Travailleurs de tous pays, reposez-vous !

L’anthropologue Jonathan Crary montre comment le capitalisme a dérégulé jusqu’à ce besoin naturel qu’est le sommeil. Bonnes feuilles.

Jonathan Crary  • 1 mai 2014 abonné·es

Dans un essai fouillé, dont nous publions ci-dessous un extrait, Jonathan Crary, théoricien de l’art et professeur à l’université Columbia de New York, montre à quel point le capitalisme contemporain grignote notre temps de sommeil.
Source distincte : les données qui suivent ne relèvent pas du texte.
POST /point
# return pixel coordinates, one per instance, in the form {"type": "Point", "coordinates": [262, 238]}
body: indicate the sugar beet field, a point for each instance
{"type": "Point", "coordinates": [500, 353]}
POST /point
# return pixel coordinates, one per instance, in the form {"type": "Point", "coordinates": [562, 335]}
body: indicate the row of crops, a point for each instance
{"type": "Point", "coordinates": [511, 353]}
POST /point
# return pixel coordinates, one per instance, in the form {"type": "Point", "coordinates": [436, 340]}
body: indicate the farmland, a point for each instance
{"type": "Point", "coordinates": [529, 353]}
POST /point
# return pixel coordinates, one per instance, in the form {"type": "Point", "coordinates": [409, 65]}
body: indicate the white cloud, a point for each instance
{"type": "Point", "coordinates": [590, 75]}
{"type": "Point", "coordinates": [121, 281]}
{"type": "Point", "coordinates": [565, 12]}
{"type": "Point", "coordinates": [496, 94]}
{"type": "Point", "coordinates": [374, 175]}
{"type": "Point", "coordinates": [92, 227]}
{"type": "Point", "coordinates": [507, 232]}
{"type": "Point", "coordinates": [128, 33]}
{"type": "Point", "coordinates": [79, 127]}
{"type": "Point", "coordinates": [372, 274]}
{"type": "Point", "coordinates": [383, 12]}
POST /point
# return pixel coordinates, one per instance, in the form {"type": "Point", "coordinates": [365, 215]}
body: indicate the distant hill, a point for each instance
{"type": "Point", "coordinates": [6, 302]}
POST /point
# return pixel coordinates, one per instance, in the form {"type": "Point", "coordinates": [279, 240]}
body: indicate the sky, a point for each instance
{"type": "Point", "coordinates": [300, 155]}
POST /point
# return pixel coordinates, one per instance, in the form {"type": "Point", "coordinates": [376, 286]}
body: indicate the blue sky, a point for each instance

Finalité : exploiter et faire consommer sans arrêt, 7j/7 et 24h/24.

Beaucoup d’institutions du monde développé fonctionnent déjà depuis plusieurs décennies sur un régime 24/7. Ce n’est que depuis peu que l’élaboration et le modelage de l’identité personnelle et sociale de chacun ont été réorganisés conformément au fonctionnement ininterrompu des marchés et des réseaux d’information. Un environnement 24/7 présente l’apparence d’un monde social alors qu’il se réduit à un modèle asocial de performance machinique – une suspension de la vie qui masque le coût humain de son efficacité. Il ne s’agit plus de ce que Lukács et d’autres auteurs avaient identifié, au début du XXe siècle, comme le temps vide et homogène de la modernité, temps métrique ou calendaire des nations, de la finance ou de l’industrie, dont étaient exclus aussi bien les espoirs que les projets individuels. Ce qui est nouveau, c’est l’abandon en rase campagne de l’idée même que le temps puisse être associé à un quelconque engagement dans des projets de long terme, y compris les fantasmes de « progrès » ou de développement. Un monde sans ombre, illuminé 24/7, amputé de l’altérité qui constitue le moteur du changement historique, tel est l’ultime mirage de la posthistoire. Le temps 24/7 est un temps d’indifférence, où la fragilité de la vie humaine revêt de moins en moins d’importance, où le sommeil n’est plus ni nécessaire ni inévitable. En ce qui concerne la vie professionnelle, l’idée qu’il faudrait travailler sans relâche, sans limites, devient plausible, voire normale. On s’aligne sur l’existence de choses inanimées, inertes ou intemporelles. En tant que slogan publicitaire, l’expression « 24/7 » attribue une valeur absolue à la disponibilité, mais ce faisant aussi au retour incessant de besoins et d’incitations voués à une perpétuelle insatisfaction. Le phénomène de la consommation sans entrave n’a pas uniquement une dimension temporelle. L’époque où l’on accumulait essentiellement des choses est depuis bien longtemps révolue. Aujourd’hui, nos corps et nos identités absorbent une surabondance croissante de services, d’images, de procédés, de produits chimiques, et ceci à dose toxique si ce n’est souvent fatale. Pour peu que l’alternative implique, même indirectement, la possibilité d’intermèdes sans achat ou sans publicité, la survie individuelle à long terme n’est plus d’aucun poids dans la balance.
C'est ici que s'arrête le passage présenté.